The preoperative diagnosis of PEComa relies mainly on imaging methods. On CT, PEComas in the liver appear mainly as circular or lobulated mixed-density masses with clear boundaries. The solid components of the tumor appear to be of equal or slightly lower density than the liver parenchyma, and the lesion may contain low-density cystic necrotic areas or fatty components (9). On contrast-enhanced scanning, the enhancement mode of the tumor is related to the proportion of various components in the tumor tissue, mainly presenting as obvious enhancement in the arterial phase accompanied by rapid regression, arterial phase enhancement accompanied by slow regression, arterial phase enhancement accompanied by late continuous enhancement, or uneven enhancement (10). On MRI, the main findings of the tumor are a low signal on T1-weighted imaging (T1WI) and a slightly high signal on T2-weighted imaging (T2WI); in typical cases, large tortuous vascular flow empty signal shadows can be seen inside the visible lesions, which has a certain specificity for the diagnosis of PEComas (11). Moreover, the isoinverse phase of T1WI can determine whether there is fat concomitancy inside the lesion, and cystic necrosis inside the lesion is more clearly visible (12). There are only a few literature reports on PET/CT of liver PEComas, and according to the composition of the epithelioid tissue contained in the tumor, its presentation can range from no 18F-FDG uptake to obviously increased 18F-FDG uptake (13–15). Our patient showed equal and low mixed densities on CT, with slightly high signal intensity on T1WI in the same phase and low signal intensity in the opposite phase, indicating the presence of fatty components in the lesion. T2WI showed slightly higher signal intensity, and diffusion-weighted imaging showed limited tumor spread. On contrast-enhanced T1WI, the lesion was significantly enhanced in the arterial phase, and rapidly subsided in the portal phase, presenting as a “fast in and fast out” appearance. On PET/CT, the solid components of the tumor showed increased 18F-FDG uptake, while the surrounding fat components did not show any uptake. These findings are consistent with the imaging features of hepatic PEComas reported in the aforementioned literature.

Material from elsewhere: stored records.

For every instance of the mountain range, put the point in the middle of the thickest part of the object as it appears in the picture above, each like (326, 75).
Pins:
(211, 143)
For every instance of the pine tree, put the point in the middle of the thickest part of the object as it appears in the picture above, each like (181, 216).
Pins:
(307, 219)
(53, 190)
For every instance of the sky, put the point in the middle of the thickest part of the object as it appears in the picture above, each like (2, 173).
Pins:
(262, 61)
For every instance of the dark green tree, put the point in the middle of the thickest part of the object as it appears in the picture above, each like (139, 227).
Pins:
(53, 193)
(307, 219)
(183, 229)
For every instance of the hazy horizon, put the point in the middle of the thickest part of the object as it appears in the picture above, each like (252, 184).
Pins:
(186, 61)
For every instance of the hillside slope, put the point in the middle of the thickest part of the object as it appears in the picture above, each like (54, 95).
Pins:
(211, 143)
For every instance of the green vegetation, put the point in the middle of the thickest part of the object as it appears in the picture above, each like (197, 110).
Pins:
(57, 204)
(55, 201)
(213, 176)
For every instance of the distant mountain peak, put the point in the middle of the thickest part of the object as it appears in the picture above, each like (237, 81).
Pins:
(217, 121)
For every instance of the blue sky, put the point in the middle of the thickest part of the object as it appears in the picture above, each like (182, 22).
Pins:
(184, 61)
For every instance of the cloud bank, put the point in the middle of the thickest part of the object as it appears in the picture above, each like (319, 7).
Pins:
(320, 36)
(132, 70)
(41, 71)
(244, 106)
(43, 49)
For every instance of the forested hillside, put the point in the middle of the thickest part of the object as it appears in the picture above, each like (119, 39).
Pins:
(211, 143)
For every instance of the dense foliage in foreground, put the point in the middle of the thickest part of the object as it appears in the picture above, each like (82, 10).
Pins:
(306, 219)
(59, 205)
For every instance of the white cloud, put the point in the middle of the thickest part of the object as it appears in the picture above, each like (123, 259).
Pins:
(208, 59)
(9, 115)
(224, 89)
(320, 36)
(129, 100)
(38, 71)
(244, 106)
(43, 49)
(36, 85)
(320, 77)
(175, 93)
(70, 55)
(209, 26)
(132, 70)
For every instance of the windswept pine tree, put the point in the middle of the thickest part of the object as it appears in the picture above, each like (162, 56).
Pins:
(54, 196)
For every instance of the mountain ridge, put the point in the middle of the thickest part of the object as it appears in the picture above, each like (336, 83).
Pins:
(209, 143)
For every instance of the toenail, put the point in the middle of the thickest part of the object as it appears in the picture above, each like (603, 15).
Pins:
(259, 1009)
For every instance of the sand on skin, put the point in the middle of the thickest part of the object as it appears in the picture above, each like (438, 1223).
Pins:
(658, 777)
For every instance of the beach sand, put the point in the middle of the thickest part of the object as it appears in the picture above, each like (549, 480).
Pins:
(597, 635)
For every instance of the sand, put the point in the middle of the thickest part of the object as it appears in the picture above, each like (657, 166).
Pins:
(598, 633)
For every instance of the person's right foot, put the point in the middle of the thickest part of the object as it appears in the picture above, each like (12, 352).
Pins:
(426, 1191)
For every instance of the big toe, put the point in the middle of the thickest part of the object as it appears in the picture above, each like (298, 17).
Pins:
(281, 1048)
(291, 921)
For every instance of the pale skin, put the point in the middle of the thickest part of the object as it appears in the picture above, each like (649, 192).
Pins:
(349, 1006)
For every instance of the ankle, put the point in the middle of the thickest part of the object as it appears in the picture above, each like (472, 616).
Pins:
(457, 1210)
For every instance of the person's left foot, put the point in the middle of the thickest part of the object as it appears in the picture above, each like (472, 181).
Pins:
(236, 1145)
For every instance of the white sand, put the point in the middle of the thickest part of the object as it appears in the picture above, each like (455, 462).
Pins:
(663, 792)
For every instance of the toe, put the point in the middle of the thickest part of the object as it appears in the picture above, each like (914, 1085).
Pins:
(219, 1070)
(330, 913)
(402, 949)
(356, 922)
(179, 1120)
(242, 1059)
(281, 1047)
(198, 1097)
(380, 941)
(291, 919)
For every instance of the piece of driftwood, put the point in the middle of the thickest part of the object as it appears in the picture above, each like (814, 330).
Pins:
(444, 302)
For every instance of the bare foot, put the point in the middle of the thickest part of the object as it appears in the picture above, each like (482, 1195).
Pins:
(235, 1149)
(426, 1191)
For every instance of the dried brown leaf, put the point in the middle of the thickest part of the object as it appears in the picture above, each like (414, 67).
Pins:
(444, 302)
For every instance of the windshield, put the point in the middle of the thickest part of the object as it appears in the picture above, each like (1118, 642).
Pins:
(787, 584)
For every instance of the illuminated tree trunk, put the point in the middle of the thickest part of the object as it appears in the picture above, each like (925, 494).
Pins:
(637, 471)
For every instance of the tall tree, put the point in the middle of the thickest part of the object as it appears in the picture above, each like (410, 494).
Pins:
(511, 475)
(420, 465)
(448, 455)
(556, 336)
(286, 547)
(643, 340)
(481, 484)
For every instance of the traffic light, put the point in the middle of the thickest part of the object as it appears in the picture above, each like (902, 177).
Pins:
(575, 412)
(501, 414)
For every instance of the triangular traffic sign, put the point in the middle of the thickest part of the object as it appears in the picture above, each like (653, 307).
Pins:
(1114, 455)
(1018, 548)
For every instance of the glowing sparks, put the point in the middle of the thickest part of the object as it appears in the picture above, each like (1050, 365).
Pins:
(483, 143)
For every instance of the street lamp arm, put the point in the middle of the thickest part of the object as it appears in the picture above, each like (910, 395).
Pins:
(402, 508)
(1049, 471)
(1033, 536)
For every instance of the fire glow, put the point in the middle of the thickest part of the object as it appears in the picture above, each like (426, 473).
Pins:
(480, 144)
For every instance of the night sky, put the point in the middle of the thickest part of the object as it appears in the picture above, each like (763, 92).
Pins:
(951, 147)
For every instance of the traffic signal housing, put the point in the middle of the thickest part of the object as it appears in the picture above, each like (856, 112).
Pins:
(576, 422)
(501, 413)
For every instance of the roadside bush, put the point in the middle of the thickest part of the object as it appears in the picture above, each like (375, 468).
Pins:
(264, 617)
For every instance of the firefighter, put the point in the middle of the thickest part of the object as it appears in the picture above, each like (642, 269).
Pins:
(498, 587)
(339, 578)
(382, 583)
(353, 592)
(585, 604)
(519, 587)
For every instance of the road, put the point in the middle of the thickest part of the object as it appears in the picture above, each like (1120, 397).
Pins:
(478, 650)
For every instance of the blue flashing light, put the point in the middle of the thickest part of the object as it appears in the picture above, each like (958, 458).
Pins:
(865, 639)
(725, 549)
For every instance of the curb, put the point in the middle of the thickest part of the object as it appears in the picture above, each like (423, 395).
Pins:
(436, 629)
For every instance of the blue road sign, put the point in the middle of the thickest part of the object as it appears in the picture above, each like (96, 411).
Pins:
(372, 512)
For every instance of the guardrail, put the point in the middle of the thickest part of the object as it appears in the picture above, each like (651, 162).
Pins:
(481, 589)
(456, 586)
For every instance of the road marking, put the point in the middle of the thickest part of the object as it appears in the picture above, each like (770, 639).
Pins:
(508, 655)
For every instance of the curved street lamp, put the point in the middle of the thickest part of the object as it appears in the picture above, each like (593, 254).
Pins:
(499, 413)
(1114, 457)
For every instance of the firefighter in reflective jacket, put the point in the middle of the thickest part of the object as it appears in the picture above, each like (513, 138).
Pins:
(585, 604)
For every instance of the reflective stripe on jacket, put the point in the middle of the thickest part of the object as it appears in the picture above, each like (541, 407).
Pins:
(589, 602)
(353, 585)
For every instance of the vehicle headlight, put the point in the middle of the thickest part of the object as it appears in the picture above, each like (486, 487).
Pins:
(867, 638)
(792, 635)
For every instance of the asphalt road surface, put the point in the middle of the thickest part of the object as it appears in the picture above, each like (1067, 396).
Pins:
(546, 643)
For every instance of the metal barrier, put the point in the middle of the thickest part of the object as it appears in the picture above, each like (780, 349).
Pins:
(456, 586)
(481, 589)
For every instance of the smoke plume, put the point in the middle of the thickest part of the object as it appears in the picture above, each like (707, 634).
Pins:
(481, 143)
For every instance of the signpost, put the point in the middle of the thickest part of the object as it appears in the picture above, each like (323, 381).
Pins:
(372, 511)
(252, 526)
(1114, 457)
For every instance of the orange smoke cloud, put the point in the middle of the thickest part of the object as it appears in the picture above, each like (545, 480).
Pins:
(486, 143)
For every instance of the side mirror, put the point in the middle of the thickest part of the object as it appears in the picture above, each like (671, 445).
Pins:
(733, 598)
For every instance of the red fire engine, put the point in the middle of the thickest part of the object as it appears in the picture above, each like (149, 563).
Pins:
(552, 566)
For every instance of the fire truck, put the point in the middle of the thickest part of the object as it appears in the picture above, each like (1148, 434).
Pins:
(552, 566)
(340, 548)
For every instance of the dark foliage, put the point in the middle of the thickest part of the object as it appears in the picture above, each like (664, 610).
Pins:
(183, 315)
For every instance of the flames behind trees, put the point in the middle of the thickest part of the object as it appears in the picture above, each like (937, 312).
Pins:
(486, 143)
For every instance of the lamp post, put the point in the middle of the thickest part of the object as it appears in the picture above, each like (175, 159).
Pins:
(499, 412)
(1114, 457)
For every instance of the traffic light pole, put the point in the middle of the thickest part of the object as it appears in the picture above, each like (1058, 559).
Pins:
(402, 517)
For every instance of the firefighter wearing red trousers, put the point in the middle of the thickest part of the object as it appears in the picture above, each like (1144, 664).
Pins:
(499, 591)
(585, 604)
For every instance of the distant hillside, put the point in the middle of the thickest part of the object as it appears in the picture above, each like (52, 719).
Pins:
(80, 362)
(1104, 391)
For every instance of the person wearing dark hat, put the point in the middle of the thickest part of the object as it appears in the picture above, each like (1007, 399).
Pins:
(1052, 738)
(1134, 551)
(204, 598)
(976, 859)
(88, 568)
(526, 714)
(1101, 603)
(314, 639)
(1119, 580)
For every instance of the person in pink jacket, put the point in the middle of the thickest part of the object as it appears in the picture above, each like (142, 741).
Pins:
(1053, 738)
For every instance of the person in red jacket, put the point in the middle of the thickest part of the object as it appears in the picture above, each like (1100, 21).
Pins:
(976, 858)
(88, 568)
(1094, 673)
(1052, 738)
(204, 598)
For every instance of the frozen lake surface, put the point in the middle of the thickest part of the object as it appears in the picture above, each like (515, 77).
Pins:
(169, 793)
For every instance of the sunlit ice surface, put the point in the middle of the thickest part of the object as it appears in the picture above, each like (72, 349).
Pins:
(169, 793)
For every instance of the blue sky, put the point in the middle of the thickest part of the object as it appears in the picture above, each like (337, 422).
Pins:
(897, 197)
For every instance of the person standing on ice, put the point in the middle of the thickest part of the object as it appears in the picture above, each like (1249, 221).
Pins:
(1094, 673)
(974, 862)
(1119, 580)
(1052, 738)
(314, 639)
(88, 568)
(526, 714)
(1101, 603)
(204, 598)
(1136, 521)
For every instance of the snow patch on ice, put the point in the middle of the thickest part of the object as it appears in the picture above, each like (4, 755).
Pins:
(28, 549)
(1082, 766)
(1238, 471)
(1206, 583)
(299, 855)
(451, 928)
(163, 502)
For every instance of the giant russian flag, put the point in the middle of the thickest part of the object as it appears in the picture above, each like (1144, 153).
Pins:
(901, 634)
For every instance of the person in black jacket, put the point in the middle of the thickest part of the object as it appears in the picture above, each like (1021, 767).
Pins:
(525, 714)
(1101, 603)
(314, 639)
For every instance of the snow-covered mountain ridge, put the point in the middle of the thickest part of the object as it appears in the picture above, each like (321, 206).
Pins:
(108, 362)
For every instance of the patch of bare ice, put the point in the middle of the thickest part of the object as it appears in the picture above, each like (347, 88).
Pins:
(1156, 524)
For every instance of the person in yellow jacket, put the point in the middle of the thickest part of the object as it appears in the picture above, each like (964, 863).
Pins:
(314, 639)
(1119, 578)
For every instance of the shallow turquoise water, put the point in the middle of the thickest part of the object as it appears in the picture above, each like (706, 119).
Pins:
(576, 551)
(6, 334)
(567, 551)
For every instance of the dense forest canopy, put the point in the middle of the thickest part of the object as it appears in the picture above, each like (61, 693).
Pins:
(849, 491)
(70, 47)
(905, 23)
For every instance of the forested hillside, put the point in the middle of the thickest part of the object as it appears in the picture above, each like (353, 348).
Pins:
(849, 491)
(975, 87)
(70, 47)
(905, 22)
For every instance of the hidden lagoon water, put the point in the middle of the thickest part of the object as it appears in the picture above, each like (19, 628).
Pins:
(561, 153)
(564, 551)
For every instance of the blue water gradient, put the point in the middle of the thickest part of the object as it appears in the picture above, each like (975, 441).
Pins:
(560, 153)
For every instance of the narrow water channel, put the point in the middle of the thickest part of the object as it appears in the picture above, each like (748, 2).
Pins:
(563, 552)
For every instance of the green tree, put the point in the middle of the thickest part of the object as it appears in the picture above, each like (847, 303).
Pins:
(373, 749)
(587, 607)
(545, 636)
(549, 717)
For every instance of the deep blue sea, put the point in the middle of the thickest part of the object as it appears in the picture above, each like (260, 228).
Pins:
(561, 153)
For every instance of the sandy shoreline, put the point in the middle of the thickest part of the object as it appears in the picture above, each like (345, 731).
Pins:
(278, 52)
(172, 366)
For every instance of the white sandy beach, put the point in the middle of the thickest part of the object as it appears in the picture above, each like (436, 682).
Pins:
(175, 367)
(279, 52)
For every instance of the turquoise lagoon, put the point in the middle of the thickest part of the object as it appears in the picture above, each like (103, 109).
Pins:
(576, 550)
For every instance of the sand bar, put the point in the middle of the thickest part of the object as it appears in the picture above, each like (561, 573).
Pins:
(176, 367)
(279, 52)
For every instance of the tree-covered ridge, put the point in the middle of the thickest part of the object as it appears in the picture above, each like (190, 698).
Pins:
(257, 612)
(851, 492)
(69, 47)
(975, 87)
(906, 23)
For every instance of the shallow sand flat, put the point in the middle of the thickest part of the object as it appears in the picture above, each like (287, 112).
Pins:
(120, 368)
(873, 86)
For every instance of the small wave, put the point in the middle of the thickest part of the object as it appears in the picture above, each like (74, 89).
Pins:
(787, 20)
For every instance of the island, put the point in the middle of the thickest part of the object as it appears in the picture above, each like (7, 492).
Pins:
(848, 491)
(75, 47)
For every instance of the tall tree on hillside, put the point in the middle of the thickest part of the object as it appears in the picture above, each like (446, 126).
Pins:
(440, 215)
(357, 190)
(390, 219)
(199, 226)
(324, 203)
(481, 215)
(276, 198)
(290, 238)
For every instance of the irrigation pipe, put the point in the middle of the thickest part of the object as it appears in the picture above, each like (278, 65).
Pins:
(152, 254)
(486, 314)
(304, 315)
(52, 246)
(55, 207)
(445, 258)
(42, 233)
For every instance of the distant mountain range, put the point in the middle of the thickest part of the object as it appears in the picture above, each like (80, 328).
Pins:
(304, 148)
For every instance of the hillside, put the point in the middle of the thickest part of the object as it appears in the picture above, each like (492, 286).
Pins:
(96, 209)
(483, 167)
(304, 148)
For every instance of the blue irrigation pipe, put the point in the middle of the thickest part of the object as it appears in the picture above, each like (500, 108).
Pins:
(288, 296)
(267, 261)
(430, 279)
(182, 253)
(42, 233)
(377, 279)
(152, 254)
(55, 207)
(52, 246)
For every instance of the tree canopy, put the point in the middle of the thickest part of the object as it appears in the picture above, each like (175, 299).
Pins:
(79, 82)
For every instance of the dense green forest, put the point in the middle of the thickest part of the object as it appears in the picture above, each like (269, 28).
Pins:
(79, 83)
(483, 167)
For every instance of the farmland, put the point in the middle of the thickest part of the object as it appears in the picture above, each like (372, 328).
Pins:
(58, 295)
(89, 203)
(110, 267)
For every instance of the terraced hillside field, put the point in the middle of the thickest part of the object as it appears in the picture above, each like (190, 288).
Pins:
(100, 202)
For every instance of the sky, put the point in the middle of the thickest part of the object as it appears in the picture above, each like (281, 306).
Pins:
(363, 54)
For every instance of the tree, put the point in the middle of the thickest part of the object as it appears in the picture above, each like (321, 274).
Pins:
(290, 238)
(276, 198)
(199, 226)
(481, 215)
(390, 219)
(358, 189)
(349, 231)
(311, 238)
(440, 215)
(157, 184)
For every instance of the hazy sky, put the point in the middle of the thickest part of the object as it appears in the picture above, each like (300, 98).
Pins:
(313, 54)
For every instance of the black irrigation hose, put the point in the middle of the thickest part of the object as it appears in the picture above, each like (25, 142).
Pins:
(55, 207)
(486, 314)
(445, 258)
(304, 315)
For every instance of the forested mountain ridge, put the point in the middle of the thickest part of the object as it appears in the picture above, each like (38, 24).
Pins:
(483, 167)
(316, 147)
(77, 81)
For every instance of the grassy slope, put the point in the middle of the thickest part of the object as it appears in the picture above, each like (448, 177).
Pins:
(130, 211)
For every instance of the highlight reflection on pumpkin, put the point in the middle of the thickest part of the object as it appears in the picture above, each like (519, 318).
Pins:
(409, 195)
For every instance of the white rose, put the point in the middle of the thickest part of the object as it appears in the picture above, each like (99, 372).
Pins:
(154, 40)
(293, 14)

The clinical and imaging-based differential diagnosis of hepatic PEComas includes HCC, focal nodular hyperplasia of the liver, hepatic adenoma, liposarcoma, and hemangioma. HCC also presents with a “fast in and fast out” enhancement mode on contrast-enhanced CT and MRI, and cystic necrosis may be associated with large masses. However, patients with HCC usually have a history of hepatitis B or C viral infection and cirrhosis, and serum alpha-fetoprotein is often elevated (16); while hepatic PEComas do not have such characteristics. Focal nodular hyperplasia of the liver appears on CT as an equal-or slightly lower-density mass with a typical star scar in the middle and less fatty components. The contrast-enhanced scan showed that the lesions were significantly enhanced in the arterial stage and gradually decreased in the venous and delayed stages, and the central scar in the delayed stage exhibited delayed enhancement and gradually filled with isodense material compared to the liver parenchyma, thus providing specificity (17). Typical liver adenomas also exhibit “fast in and slow out” in contrast enhancement, and they are more likely to merge with bleeding and are more common in women, with a history of taking contraceptives and steroids (18). Liposarcomas of the liver are relatively rare and contain fat. However, the tumor volume is mostly large, and cystic necrosis is relatively rare. Contrast-Enhanced scanning shows uneven enhancement in all stages, which is different from the “fast in and fast out” feature of liver PEComas (19). Hepatic hemangiomas appear as a slightly low-density mass on CT; the dynamic enhanced scan shows nodular enhancement at the edge of the lesion at the arterial stage, and the lesion gradually fills to the center at the portal and delayed stages, showing a “fast in and slow out” enhancement mode, which distinguishes them from hepatic PEComas (20). The detailed differentiation between hepatic PEComas and other liver lesions is shown in Table 1.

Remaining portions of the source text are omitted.